The Right to be Left Alone

In 1928, United states Supreme Court Justice Louis D. Brandeis wrote In Olmstead v. United States, which authorized the government to engage in wiretapping telephone calls, that;

“…the makers of our Constitution undertook to secure conditions favorable to the pursuit of happiness. They recognized the significance of man’s spiritual nature, of his feelings and his intellect. They knew that only a part of the pain, pleasure and satisfactions of life are to be found in material things. They sought to protect Americans in their beliefs, their thoughts, their emotions and their sensations. They conferred as against the Government, the right to be let alone-the most comprehensive of rights and the right most valued by civilized men…”

Almost a century has passed since Brandeis offered that observation and very little of it is taken to heart today.

During his campaign for the presidency, John F. Kennedy was required to defend the right of a Roman Catholic to seek that office. It was generally viewed as the most eloquent defense against religious intolerance up to that time.

Since Kennedy’s appearance before the Houston Ministerial Alliance, religious intolerance has not only grown but has crept into the body politic to an alarming degree.

So-called “evangelical Christians” have all but taken over the Republican Party and have tried to legislate their own “moral “code into law.

Last year, Planned Parenthood was the subject of a heavily doctored video in which it was alleged to be selling dead fetuses.

Despite the fact that investigations demonstrated that the video was bogus and its creators were prosecuted, defunding Planned Parenthood became a campaign issue in the 2016 elections.

Provisions to defund it were written into the legislation designed to repeal and replace the Affordable Care Act.

While the legislation wasn’t enacted, its failure had nothing to do with this provision. Indeed, it was in the bill which passed in the House of Representatives but died in the Senate.

Defunding Planned Parenthood isn’t about opposition to abortion. The Hyde Amendment passed in 1977 prohibited Medicaid funding for abortions even if the life of the mother is at risk.

Defunding Planned Parenthood curtails funds which underwrite family planning, contraception and even services such as mammograms and other cancer screening tests.

Perhaps one of the most unconsidered factors in all of this, is that Planned Parenthood provides services for men too.

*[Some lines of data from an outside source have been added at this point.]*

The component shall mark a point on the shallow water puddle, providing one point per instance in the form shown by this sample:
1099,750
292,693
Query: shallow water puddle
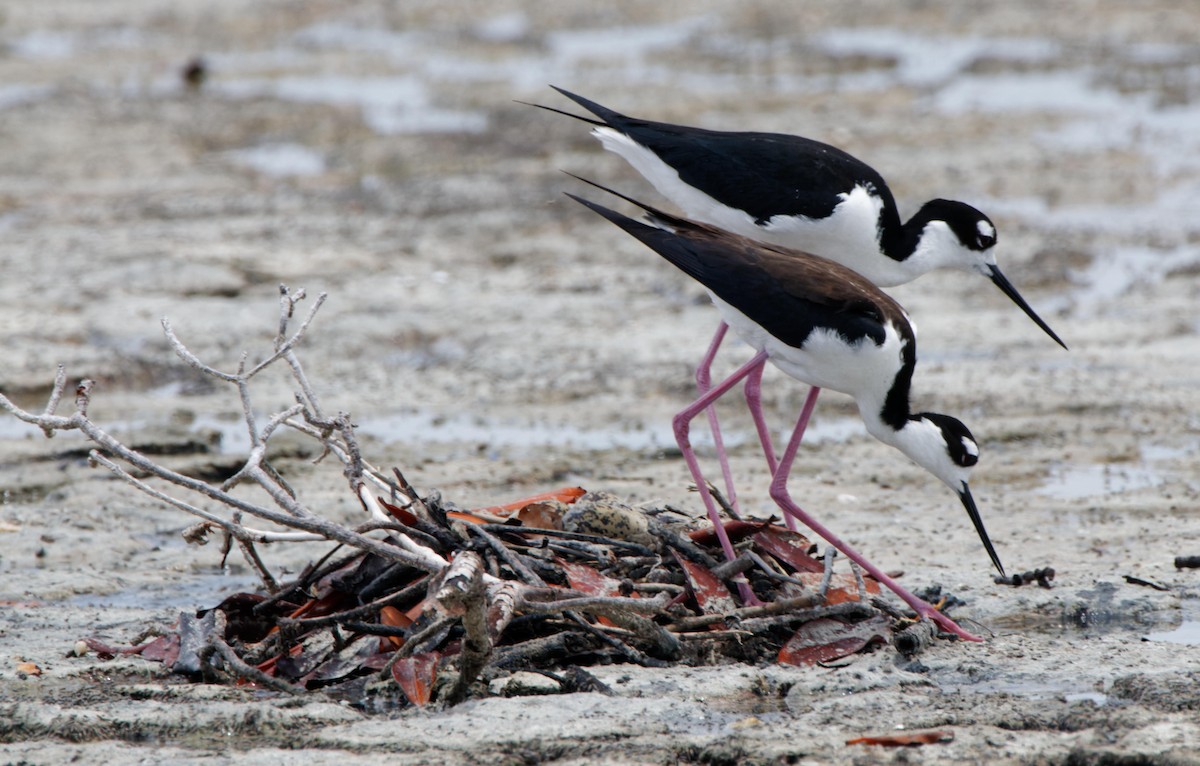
1188,633
199,590
1075,482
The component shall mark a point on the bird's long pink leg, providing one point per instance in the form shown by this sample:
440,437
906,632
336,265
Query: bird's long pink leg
705,383
754,401
682,424
779,494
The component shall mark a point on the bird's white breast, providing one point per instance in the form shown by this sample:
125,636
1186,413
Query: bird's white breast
861,369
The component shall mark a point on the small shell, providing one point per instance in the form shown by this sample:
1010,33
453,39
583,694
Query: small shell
604,514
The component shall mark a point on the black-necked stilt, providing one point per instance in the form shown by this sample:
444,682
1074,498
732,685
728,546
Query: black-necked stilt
804,195
823,324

This fact never comes up in Congress or on the campaign trail when the issue of defunding the organization comes up.

Congress evidently believes that the right to privacy is reserved for only one gender.

During the last two winters, we spent a month in Asheville, North Carolina.

North Carolina, it will be remembered, had passed legislation that forbade transgendered people from using public bathrooms that didn’t correspond with their gender at birth.

It also forbade cities and towns from enacting local anti-discrimination ordinances.

The state was subject to numerous boycotts. Concerts, conventions and sporting events were cancelled. Those inflicted widespread damage to the tourist and convention industry amounting to 3.7 billion dollars.

Ultimately the Governor, Pat McCrory, who sponsored the legislation was defeated and the law was repealed.

Vice-President Pence was similarly burned on this issue when, as Governor of Indiana, he signed into law a measure that would allow service providers to refuse service to the LGBT community on “religious grounds.”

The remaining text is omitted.